We often talk about the ‘shelf of shame’ in this hobby – the growing collections of games we bought but never played. Really though, the shelf of shame is actually a shelf of sadness. It’s the collection that you bought for the person you can never be – the person with infinite time that is surrounded by friends with equally infinite time and compatible appetites for play. One thing they never pack into the box is the time to appreciate what you’ve just bought. That’s a precious currency and it all comes from the same fixed and ever shrinking budget. That budget is also being spent on building a career, a family (for some) and finding some meaningful time for yourself. What’s left over at the end – that’s all you can realistically afford for more frivolous pursuits.
I’ve spoken myself a number of times about the conspicuous consumption in this hobby, and I maintain it is a massive problem that is exacerbating these issues by forcing ever greater numbers of games into the marketplace. I’m less inclined to think of it as an issue of greed and capitalism though. I think it’s driven in a large part by a kind of animal panic about the scarcity of time. We don’t buy time when we buy things, but you know… you can kind of convince yourself you do.
We should be demanding games justify every minute they ask of us, but we’re not there as a hobby.
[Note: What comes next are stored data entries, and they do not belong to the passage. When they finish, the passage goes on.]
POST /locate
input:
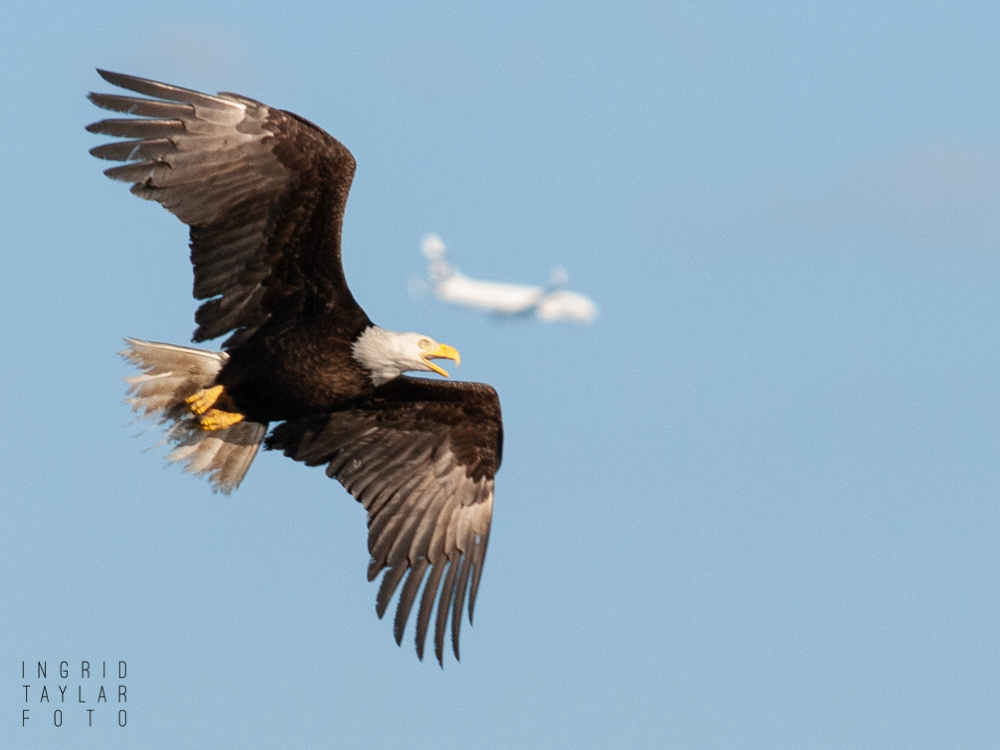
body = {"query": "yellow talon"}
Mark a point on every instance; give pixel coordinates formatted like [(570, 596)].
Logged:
[(216, 419), (202, 401)]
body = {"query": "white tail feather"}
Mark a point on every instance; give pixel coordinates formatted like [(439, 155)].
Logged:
[(169, 375)]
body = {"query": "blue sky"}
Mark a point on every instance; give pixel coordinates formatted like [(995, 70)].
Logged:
[(753, 505)]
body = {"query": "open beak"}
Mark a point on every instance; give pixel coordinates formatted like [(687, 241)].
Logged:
[(441, 351)]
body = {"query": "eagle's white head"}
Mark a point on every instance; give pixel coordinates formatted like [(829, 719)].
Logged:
[(388, 354)]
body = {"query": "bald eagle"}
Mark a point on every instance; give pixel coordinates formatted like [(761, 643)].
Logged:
[(263, 192)]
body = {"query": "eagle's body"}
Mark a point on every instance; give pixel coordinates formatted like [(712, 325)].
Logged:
[(263, 192)]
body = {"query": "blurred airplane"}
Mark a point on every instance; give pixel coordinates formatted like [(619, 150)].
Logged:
[(551, 303)]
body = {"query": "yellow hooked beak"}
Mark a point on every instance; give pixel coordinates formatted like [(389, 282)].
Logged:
[(440, 351)]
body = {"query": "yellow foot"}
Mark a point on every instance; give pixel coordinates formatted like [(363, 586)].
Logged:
[(216, 419), (203, 400)]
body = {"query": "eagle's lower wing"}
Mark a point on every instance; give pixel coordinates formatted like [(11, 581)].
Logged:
[(420, 455)]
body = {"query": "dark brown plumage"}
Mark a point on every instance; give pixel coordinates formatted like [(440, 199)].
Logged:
[(263, 192)]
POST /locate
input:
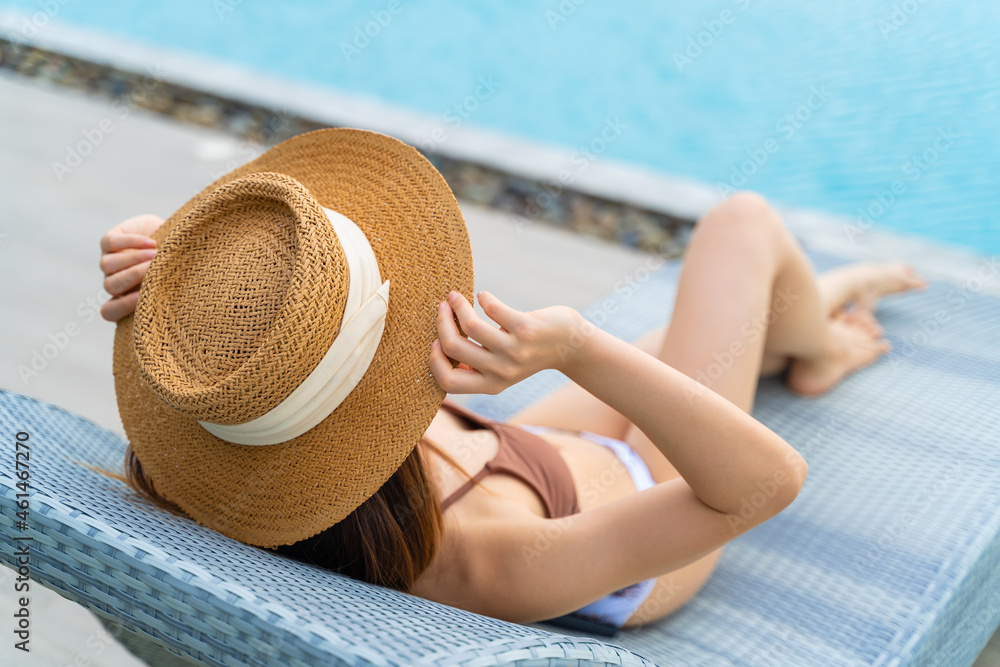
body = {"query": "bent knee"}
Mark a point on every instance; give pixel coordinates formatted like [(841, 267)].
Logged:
[(746, 213), (742, 205)]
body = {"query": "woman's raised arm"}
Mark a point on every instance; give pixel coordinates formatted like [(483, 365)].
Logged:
[(126, 252)]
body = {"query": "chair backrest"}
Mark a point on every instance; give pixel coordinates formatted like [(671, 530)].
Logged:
[(182, 586)]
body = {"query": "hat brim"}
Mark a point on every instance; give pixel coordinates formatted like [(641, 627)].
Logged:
[(280, 494)]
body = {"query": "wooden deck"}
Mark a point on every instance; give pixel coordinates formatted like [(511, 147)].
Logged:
[(49, 233)]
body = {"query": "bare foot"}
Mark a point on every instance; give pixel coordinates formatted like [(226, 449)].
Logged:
[(864, 283), (855, 345), (864, 319)]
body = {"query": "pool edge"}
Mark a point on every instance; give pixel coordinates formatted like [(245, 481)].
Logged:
[(620, 202)]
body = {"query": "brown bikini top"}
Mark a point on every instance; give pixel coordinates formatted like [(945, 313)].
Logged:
[(528, 457)]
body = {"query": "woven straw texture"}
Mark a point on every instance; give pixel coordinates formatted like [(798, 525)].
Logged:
[(232, 316), (889, 556), (167, 580)]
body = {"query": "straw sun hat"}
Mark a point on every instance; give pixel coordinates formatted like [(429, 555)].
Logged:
[(275, 372)]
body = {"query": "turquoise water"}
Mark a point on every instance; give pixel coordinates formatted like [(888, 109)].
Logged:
[(881, 109)]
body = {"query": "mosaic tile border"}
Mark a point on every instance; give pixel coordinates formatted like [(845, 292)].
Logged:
[(538, 201)]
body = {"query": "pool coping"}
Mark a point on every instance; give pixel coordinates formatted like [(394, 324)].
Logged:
[(624, 203)]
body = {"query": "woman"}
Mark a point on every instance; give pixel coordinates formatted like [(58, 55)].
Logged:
[(748, 305)]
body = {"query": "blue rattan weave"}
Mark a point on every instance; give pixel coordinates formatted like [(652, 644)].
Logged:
[(220, 601), (890, 555)]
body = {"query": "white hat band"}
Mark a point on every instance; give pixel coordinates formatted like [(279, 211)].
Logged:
[(344, 364)]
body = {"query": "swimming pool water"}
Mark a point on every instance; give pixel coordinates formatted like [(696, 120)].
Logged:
[(886, 110)]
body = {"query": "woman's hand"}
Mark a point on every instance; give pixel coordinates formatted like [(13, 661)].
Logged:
[(126, 252), (496, 358)]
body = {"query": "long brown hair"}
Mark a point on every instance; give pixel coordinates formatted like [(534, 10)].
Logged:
[(388, 540)]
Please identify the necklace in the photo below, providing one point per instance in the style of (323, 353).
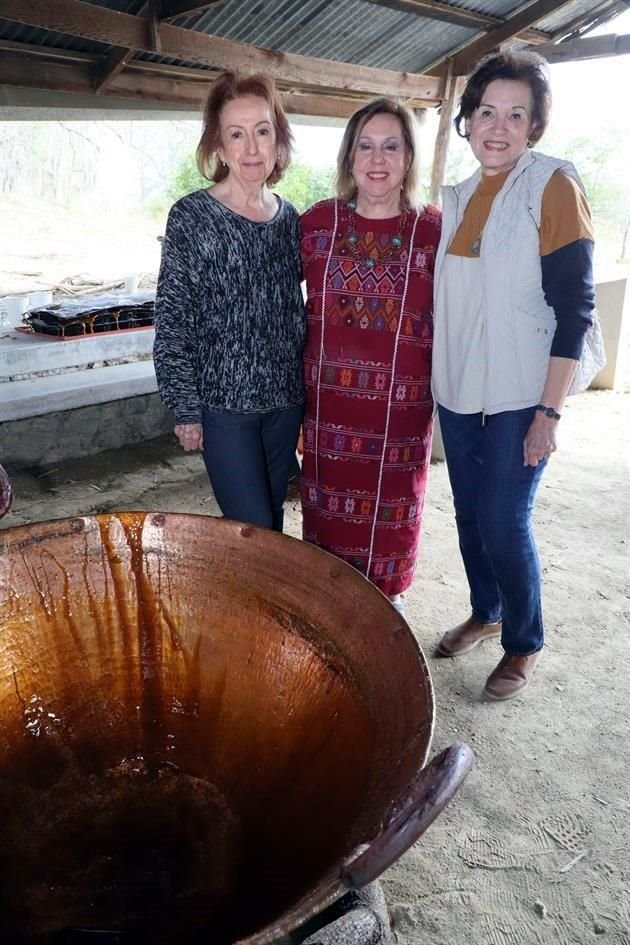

We’re at the stage where we buy games designed by people like us, but for people like we used to be. It’s a largely middle-aged hobby that acts as if everyone has the same richness of time as an eight year old. Some people will actually have that time, and I’m overwhelmingly jealous. I feel though that many games don’t realise how profoundly unwelcoming those play-times are.
I’m not really arguing for a solution here, other than perhaps for us all to be more critical of how much time we spend to get the fun out of a game. Maybe it’s not actually a problem at all. It probably isn’t. It’s probably my own elevated levels of stress talking. Really I’m just writing this as a kind of frustrated howl in the wild. Time is the one truly valuable thing that we possess – you can always get more money, but you can never get more time. I feel like a lot of games on my shelves simply don’t care that we’re all on a one-way journey to the grave. They don’t care that there’s a lot of other stuff that needs to get done with the time we have left before we can feel okay about arriving at our final destination.